It is estimated that as much as 98% of the human genome is transcribed into non-coding RNAs, which were long thought to be “transcriptional noise,” because they had no obvious molecular function and could not be associated with any specific biological processes9. However, since then, non-coding RNAs have been shown to play important biological roles in a variety of contexts10. Many long non-coding RNAs (lncRNAs) are transcribed throughout the genome and are important for numerous biological pathways and the development of human disease11,12. LncRNAs are defined as RNA molecules greater than 200 nucleotides in length that lack an open reading frame (ORF), and they can be subdivided into long intergenic ncRNAs (lincRNAs), long intronic ncRNAs, antisense RNAs, pseudogene RNAs, and other types of RNA molecules9. LncRNAs often have low expression levels, and they can display tissue specificity and evolutionary conservation13. LncRNAs have been shown to play roles in chromatin modification14, the pairing of homologous or non-homologous chromosomes, the pluripotency of embryonic stem cells15, development, and epigenetic regulation. The regulatory modes of lncRNAs can involve cis interactions to affect the expression of nearby genes or protein complexes or trans interactions to regulate more distantly located genes16, interacting chromatin complexes, or transcription factors. Furthermore, lncRNAs can interact with DNA, RNA, and proteins to both activate and suppress gene expression, and they can bind to transcription factors or chromosome-regulating complexes17. As important regulatory molecules, lncRNAs are likely to play an important role in NASH development.

In our previous studies on early nonalcoholic steatohepatitis, in which we induced this disease using a high-fat, high-sucrose diet for 23 months in Bama minipigs, we showed that an important mechanism of NASH was a hyperinsulinemia-based shift in the energy supply from glucose to ketone bodies18. Pigs with early NASH displayed obesity, metabolic syndrome, hyperlipidemia, and hyperinsulinemia, and the liver pathology characteristics revealed microvesicular steatosis, inflammation19, lipid peroxidation, iron overload, decreased antioxidant capacity, and cellular damage. The gene expression levels were characterized by de novo fatty acid synthesis deposited as lipid droplets in liver cells, and the high ketone levels caused cytochrome P450 2E1 overexpression, iron overload, and CYP2E1 and alcohol dehydrogenase 4 overexpression, leading to reactive oxygen species (ROS) production, which ultimately caused DNA and cellular damage. To perform a more in-depth study of the mechanisms of NASH at the level of RNA library samples from the livers of early NASH minipigs were sequenced using next-generation deep sequencing technologies.

Results

The characteristics of Bama minipigs fed a high-fat, high-sucrose diet for 23 months

The body weight of the HFHSD pigs was significantly higher than that of the control pigs due to the higher amount of visceral and subcutaneous fat. Serum indices, such as insulin, triglycerides, and low-density lipoprotein cholesterol, were significantly higher in the HFHSD group than in the control group. The livers of the HFHSD pigs exhibited large numbers of inflammatory cells, including lymphocytes, eosinophils, neutrophils, and Kupffer cells. By contrast, serum glutathione peroxidase and total antioxidant capacity decreased, indicating that the livers were undergoing oxidative stress and inflammatory responses18. Because lncRNAs play important roles in many biological processes, we used deep sequencing analysis to determine how lncRNAs affect NASH development following induction with a high-energy. Several important lncRNAs (Table S1) regulated target genes which are closely related pig NASH model, were analyzed in this study.
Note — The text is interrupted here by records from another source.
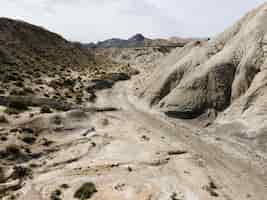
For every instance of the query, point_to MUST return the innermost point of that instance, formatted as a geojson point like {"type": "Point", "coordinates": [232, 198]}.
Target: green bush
{"type": "Point", "coordinates": [86, 191]}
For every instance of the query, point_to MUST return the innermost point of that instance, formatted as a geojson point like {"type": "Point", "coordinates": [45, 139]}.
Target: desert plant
{"type": "Point", "coordinates": [45, 109]}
Reads and mapping results of RNA deep sequencing

The sequencing analyses were performed by the Novogene Bioinformatics Technology Company. Three pigs in the HFHSD group and three pigs in the control group were included in this study. In total, 585 million raw reads were acquired with an error rate less than 0.04%. After filtering the raw reads and removing low-quality reads, there were approximately 563 million clean reads, yielding approximately 70.4 Gb of high-quality data and covering 95% of the total genome (Table S2). Pig 120 for example had 95.5% clean reads (Fig. 1A). The clean reads were mapped to the pig genome v10.2, and the total mapped reads were more than 80%. The uniquely mapped reads were greater than 60%, non-splice reads were more than 39%, and splice reads were approximately 18% (Table S3). The majority of reads were mRNAs (~60%), followed by tRNAs, miscRNAs, and others (Fig. 1B, Table S4).

Figure 1: Reads and mapping results of RNA deep sequencing.
figure 1

(A) The quality of the raw reads. (B) Classification of raw reads, mRNA near 60%, followed by tRNAs, microRNAs, and pseudogenes for pig 120; other information is shown in Supplementary Figure 2. (C) The FPKM distribution is shown with a box plot. (D) FPKM density distribution for all transcripts. (E) The Pearson correlation coefficients for all pigs.
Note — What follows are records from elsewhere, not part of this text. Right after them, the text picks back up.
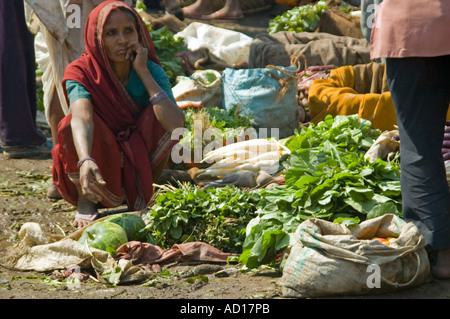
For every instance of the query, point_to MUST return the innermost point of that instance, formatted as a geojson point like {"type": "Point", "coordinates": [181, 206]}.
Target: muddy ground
{"type": "Point", "coordinates": [23, 186]}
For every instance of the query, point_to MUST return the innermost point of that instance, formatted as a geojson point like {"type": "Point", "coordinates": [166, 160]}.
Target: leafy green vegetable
{"type": "Point", "coordinates": [227, 123]}
{"type": "Point", "coordinates": [299, 19]}
{"type": "Point", "coordinates": [217, 216]}
{"type": "Point", "coordinates": [326, 177]}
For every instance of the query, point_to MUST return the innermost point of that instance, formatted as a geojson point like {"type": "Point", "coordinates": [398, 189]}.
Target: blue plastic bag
{"type": "Point", "coordinates": [267, 95]}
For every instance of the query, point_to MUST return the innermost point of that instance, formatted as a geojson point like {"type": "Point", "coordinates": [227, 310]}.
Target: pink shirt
{"type": "Point", "coordinates": [411, 28]}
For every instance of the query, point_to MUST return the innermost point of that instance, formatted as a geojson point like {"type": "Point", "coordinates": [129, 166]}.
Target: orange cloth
{"type": "Point", "coordinates": [359, 89]}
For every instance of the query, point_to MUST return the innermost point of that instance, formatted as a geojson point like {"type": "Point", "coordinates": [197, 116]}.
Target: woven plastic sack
{"type": "Point", "coordinates": [267, 95]}
{"type": "Point", "coordinates": [330, 259]}
{"type": "Point", "coordinates": [202, 88]}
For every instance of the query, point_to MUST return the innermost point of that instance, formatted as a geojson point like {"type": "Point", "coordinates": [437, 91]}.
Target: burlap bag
{"type": "Point", "coordinates": [330, 259]}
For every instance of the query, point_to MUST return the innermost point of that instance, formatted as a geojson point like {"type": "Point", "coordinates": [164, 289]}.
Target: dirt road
{"type": "Point", "coordinates": [23, 185]}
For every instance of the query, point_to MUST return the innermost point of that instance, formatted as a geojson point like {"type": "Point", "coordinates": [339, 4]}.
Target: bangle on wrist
{"type": "Point", "coordinates": [81, 161]}
{"type": "Point", "coordinates": [161, 95]}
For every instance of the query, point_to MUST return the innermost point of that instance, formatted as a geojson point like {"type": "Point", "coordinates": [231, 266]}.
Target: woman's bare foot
{"type": "Point", "coordinates": [440, 267]}
{"type": "Point", "coordinates": [86, 212]}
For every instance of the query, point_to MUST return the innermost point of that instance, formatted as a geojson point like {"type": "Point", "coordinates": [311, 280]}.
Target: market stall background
{"type": "Point", "coordinates": [24, 183]}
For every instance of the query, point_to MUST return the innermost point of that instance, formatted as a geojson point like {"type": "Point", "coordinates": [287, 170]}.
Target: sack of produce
{"type": "Point", "coordinates": [376, 256]}
{"type": "Point", "coordinates": [268, 96]}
Assessing the overall quality of the RNA-seq data

In this study, the expected FPKM (Fragments Per Kilobase of transcript per Million mapped reads) values were used to calculate gene expression levels. The distribution profile for all transcripts is shown as a box plot in Fig. 1C, and the FPKM density distribution is shown in Fig. 1D. The patterns of expression between the HFSHD group and control group were similar, with only slight differences. The vertical scale of Fig. 1C represents log10 (FPKM+1) values in the HFHSD and control group. Figure 1D shows that the maximum density of log10 (FPKM+1) was approximately 0.5, and the FPKM increased as the density gradually decreased. The RNA-Seq Pearson correlation coefficients of gene expression levels were greater than 0.95 in the HFHSD group and greater than 0.94 in the control group, demonstrating the rationality of the experimental design between the two groups and the similarity of expression within the groups (Fig. 1E).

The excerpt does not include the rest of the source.